PANORAMA DA PRIMEIRA INFÂNCIA: AVANÇOS E DESAFIOS

Adelaide Jóia*

 

No Brasil, define-se a primeira infância geralmente como o período que vai até os seis anos de idade, em que pese a Convenção sobre os Direitos da Criança (ONU) propor estender até a idade de oito anos (UNICEF, 2006).

Esse período é fundamental no desenvolvimento emocional, mental e das habilidades sociais do indivíduo, pois, de acordo com estudos da neurociência, é durante os três primeiros anos de vida que se formam mais de 90% das conexões cerebrais.

Do nascimento aos doze primeiros meses, as crianças necessitam de cuidados especiais de proteção, nutrição adequada, atenção à saúde, estimulação sensorial, e sentirem-se amadas pelos pais e/ou cuidadores. De um aos três anos de idade, por meio de experimentação e brincadeiras, as crianças adquirem habilidades motoras, cognitivas, de linguagem, aprendem autocontrole e independência. Já entre os três e os seis anos aperfeiçoam suas habilidades motoras finas, aprimoram a linguagem, seu senso enquanto seres sociais vai se desenvolvendo e iniciam a aprendizagem da leitura e da escrita (Aguiar, 2006, p.4).
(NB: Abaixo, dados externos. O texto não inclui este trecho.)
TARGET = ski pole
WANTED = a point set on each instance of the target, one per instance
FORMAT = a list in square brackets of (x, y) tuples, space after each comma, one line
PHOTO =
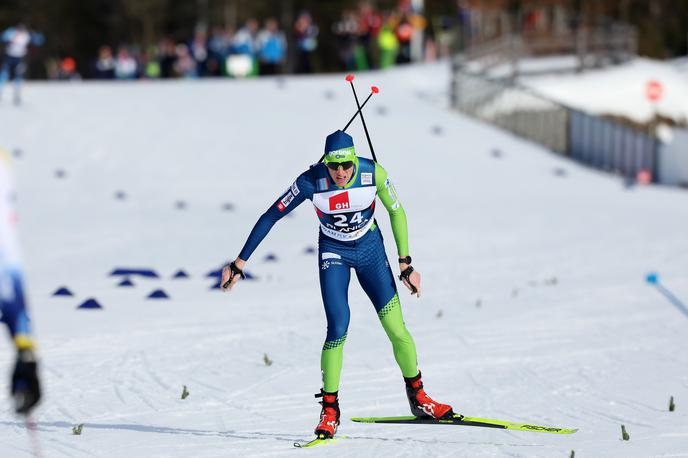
[(350, 79), (373, 90)]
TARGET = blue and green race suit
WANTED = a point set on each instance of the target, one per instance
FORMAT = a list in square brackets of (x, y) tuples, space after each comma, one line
[(349, 239)]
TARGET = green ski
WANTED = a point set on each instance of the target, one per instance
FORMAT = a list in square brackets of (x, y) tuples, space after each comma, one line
[(459, 420), (317, 441)]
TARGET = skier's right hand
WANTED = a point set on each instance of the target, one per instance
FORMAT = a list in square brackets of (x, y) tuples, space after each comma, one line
[(229, 278), (26, 389)]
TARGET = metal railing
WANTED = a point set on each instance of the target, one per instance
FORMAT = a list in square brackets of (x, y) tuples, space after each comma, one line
[(593, 140)]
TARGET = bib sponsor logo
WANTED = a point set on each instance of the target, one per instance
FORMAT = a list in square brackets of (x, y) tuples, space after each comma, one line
[(340, 201), (284, 203)]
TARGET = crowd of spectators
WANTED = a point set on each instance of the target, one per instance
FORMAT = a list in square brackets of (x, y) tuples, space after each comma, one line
[(365, 39)]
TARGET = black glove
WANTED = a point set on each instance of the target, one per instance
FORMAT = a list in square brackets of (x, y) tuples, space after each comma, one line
[(26, 390), (234, 270), (406, 275)]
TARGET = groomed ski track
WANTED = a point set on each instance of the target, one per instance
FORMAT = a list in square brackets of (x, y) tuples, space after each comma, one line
[(534, 306)]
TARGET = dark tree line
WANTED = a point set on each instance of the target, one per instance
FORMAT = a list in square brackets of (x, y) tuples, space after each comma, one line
[(77, 28)]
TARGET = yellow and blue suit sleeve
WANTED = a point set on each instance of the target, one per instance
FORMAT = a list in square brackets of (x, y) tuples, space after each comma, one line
[(397, 216)]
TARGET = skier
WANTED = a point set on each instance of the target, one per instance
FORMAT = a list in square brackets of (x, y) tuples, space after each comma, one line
[(16, 40), (343, 191), (25, 387)]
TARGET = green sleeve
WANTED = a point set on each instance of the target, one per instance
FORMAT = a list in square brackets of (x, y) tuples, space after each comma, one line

Outros estudos revelam que mais da metade do potencial intelectual desenvolvido pela criança ocorre até os quatro anos de idade, mas que, o desenvolvimento físico e mental varia de acordo com a natureza individual, gênero, condições de vida, organização familiar, cuidados/educação oferecidos, enfim, a interação da criança com os estímulos do ambiente (UNICEF, 2005).

Assim, por compreender a importância dos cuidados e educação nessa peculiar fase da vida; por compreender que descuidar dessa etapa pode significar o desperdício de um imenso potencial humano e comprometer futuras gerações; e por compreender ainda que, as creches podem ser locais privilegiados para cuidar e educar as crianças, defendemos a ampliação do número de vagas, vinculada a uma proposta com especial atenção aos aspectos de proteção, saúde e educação.

 

Os primeiros passos na construção das idéias e práticas da

 Educação Infantil

Antes de falar propriamente da educação infantil, é necessário compreender algumas concepções acerca da infância.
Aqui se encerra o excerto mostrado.